That is exactly what is happening to Europe as we speak.
To close, a few words about the title of this piece. The colloquial interpretations of those three terms are relatively simple:
- The optimist believes that things are pretty much guaranteed to get better;
- The pessimist believes that things are pretty much guaranteed to get worse;
- The realist has no fixed opinions about the future; he takes it as it comes.

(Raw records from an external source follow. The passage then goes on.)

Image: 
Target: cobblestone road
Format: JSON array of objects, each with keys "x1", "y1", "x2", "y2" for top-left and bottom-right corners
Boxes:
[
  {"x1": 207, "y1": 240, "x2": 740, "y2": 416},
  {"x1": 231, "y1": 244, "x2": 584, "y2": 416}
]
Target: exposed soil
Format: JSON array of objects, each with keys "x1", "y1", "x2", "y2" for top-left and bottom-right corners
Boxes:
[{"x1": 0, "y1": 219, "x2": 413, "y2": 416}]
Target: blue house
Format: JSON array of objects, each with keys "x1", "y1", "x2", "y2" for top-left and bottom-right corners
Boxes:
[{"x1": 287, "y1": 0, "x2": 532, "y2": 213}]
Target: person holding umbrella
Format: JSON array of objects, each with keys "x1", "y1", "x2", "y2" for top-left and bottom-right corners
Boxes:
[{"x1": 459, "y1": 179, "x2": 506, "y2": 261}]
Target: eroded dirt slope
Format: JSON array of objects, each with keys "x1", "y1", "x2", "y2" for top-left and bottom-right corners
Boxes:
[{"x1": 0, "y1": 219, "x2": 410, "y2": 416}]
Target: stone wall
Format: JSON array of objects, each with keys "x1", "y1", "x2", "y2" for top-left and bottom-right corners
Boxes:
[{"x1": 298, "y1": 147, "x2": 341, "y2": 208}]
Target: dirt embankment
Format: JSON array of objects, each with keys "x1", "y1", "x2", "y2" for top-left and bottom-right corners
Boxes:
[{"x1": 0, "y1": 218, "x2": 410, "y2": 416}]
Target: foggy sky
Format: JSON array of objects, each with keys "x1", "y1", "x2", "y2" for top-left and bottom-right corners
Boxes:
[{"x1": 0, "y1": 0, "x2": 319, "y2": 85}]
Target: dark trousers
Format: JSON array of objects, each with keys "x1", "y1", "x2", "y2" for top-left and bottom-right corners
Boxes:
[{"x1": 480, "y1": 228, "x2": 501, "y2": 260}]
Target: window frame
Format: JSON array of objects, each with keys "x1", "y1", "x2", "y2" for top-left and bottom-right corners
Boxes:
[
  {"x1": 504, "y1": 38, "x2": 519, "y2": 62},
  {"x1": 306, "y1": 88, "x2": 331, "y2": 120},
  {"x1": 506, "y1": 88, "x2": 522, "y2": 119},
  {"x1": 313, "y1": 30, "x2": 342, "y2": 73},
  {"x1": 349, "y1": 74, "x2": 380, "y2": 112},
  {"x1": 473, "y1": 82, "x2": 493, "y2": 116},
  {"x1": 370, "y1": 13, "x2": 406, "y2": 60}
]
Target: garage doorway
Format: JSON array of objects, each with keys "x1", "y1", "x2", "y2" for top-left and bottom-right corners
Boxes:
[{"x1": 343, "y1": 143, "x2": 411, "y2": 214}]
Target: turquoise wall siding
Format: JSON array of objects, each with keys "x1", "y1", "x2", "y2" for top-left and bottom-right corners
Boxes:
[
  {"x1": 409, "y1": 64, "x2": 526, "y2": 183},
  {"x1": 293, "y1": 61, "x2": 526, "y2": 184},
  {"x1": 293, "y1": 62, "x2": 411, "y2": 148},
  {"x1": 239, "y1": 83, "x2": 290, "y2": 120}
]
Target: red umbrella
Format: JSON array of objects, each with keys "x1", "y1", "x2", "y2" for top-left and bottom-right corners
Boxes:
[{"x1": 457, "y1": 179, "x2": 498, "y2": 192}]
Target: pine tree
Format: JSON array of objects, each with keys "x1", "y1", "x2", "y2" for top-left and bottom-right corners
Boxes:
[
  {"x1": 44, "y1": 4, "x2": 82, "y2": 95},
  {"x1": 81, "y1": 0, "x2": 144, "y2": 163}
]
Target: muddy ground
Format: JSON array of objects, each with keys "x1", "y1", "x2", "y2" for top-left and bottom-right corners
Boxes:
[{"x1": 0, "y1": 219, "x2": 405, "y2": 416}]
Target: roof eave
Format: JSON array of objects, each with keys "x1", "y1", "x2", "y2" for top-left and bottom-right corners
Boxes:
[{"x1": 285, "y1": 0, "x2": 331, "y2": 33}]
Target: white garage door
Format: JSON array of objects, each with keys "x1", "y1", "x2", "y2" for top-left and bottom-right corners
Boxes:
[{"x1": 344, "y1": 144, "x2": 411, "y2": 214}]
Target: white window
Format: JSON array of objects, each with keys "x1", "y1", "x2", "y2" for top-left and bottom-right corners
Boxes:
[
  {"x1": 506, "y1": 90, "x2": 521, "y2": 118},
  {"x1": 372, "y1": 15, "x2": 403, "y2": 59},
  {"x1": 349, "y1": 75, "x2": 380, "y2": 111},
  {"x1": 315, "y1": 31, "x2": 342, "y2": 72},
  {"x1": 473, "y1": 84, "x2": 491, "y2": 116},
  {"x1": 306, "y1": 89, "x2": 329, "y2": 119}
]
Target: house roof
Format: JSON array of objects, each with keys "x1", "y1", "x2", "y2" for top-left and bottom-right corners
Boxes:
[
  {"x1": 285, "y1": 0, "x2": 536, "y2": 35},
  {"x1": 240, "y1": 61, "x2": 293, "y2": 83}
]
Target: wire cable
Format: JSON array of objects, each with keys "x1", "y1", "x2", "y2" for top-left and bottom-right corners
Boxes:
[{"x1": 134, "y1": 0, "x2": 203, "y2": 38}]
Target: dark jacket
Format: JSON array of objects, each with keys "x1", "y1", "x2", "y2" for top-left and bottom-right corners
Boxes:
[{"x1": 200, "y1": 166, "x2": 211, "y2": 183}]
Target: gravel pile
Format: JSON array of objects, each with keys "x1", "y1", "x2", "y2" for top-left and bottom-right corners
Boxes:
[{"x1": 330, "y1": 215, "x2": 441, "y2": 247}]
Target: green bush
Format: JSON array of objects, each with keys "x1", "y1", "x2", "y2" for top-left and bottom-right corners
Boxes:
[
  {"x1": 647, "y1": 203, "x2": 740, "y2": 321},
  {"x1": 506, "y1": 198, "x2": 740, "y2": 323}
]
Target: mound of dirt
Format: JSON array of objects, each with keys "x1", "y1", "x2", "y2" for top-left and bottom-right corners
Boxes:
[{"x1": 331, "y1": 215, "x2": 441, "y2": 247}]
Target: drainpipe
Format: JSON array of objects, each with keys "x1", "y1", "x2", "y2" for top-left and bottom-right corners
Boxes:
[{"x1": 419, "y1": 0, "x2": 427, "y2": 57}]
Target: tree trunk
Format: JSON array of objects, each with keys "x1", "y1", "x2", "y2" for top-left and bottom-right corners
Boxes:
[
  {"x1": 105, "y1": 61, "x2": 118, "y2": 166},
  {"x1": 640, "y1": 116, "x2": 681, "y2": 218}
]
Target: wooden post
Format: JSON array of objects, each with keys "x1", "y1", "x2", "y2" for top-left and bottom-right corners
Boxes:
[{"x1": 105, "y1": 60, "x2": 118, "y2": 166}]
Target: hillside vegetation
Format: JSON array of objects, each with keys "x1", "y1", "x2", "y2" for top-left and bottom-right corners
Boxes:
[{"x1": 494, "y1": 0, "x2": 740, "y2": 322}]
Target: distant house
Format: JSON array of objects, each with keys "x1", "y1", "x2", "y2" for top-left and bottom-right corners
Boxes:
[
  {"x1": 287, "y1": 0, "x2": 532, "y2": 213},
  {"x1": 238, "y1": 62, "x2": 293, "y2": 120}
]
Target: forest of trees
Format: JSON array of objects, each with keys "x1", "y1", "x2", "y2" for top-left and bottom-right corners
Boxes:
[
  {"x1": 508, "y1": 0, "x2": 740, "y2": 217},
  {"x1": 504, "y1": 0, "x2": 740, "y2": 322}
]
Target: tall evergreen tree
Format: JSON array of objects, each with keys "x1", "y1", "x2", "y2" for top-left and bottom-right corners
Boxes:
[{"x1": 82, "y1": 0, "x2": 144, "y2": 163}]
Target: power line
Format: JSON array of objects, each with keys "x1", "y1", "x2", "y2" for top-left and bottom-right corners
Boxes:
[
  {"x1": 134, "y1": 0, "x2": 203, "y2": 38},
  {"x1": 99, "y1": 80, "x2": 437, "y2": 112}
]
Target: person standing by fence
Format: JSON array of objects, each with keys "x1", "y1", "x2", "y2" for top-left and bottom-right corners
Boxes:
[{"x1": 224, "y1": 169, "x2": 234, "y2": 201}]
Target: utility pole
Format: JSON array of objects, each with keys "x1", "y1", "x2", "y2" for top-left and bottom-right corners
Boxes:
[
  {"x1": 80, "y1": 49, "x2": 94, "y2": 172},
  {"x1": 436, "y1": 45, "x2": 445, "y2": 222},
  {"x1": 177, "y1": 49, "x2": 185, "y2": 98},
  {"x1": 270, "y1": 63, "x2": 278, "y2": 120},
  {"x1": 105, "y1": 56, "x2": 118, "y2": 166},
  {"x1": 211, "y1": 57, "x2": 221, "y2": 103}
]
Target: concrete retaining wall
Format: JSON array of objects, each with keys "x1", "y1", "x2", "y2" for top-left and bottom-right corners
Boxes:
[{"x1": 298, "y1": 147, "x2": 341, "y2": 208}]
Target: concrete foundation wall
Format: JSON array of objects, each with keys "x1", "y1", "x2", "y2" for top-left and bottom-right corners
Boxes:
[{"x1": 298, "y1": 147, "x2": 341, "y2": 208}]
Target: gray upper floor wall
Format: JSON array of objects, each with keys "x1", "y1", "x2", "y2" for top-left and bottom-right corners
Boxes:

Like the blind men fondling different parts of the elephant, the optimist and the pessimist are partly right and partly wrong. However, the realist is more important than either. He knows from history that improvement is possible. He also knows, both from history and from his knowledge of Mankind’s tendencies, that deterioration is possible – that in the absence of adequate efforts toward constructive ends, it’s guaranteed. Thus, he cannot style himself either an optimist or a pessimist. Nevertheless, he knows what he wants and is willing to work toward it. He maintains his belief in the three virtues critical to all advanced and advancing societies:
- Faith: That life can be better, or at least no worse, if only he sees clearly and acts rightly;
- Hope: That he will not be ruinously impeded by forces beyond his control;
- Charity: That he can act in his own interest without infringing on others’ rights, and vice versa.
You may have seen those three virtues mentioned in another context. Perhaps it was here:
When I was a child, I spake as a child, I understood as a child, I thought as a child: but when I became a man, I put away childish things. For now we see through a glass, darkly; but then face to face: now I know in part; but then shall I know even as also I am known. And now abideth faith, hope, charity, these three; but the greatest of these is charity. [1 Corinthians 13:11-13]
Saint Paul fired quite a few duds, but in the above he scored a dead-center bull’s-eye.
Happy New Year, Gentle Reader. May the Year of Our Lord 2020 bring you closer to Him, for all our sakes. May it be filled with all the good things life has to offer. I’ll see you after the revels are over and the hangovers have eased. Until then, be well.